Text encoding in PDF/A

010101 · August 16, 2023, 6:58am

I got a question from an achivist regaring which encoding is used when converting a Word file to PDF/A.
As I userstand it there are some alternative (PDFDocEncoding, UTF-16BE and UTF-8).

The archivist insited that UTF-8 should be used to ensure that the text could be retrevied in the future.

Is UTF-8 used or are there anyway I can make the convertion use it?

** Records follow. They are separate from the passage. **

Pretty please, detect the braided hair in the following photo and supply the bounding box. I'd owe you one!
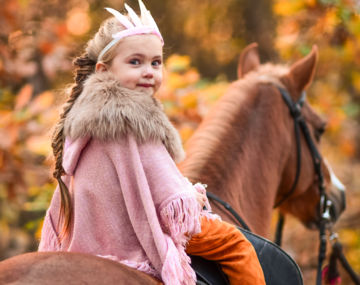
[51,18,124,236]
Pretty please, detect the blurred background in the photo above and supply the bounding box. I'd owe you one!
[0,0,360,284]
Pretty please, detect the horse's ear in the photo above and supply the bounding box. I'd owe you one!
[237,43,260,79]
[290,45,319,92]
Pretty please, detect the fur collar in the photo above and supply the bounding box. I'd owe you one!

This is how the conversion is done at the moment

Document doc = new Document(bais);
PdfSaveOptions pso = new PdfSaveOptions();
pso.setCompliance(PdfCompliance.PDF_A_1_A);
doc.save(baos, pso);

Konstantin.Kornilov · August 16, 2023, 8:39am

@010101 Aspose.Words is using WinAnsiEncoding for Latin text and Identity-H encoding for other Unicode text. Unicode mapping is specified in ToUnicode CMap which in turn uses UTF-16BE (which is required by specification). Also in specific cases when there are no direct CID->Unicode mapping Aspose.Words uses ActualText in marked content sequence which also uses UTF-16BE. This way of text encoding is allowed by PDF/A-1 specification.

010101 · August 16, 2023, 2:06pm

Thanks for the answer.

Would it be different if PDF/A-3 or PDF/A-4 was used?

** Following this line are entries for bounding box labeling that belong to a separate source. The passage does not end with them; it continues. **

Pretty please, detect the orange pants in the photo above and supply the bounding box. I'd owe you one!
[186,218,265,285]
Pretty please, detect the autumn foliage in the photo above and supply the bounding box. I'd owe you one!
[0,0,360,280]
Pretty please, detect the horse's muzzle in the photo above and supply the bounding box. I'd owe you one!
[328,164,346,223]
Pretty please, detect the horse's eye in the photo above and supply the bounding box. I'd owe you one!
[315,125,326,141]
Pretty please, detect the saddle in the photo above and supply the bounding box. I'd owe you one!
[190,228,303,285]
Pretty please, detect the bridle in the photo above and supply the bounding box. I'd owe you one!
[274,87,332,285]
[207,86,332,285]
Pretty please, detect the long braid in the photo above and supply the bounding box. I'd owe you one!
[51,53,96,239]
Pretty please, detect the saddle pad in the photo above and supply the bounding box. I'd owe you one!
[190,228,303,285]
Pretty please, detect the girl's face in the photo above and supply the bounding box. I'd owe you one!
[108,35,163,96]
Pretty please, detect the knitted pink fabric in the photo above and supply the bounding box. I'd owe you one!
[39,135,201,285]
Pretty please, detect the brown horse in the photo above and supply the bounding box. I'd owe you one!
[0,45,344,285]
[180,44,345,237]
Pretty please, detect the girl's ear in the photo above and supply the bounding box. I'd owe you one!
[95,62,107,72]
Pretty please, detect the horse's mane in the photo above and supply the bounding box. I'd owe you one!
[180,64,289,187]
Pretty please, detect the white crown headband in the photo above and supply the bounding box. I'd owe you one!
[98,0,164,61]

Konstantin.Kornilov · August 16, 2023, 2:22pm

@010101 No, text encoding in Aspose.Words PDF output does not depends on the selected compliance. Also the requirements for the text encoding has not been changed in PDF/A-3 and PDF/A-4 comparing to PDF/A-1 which implies that PDF community finds the requirements suitable for long term archiving.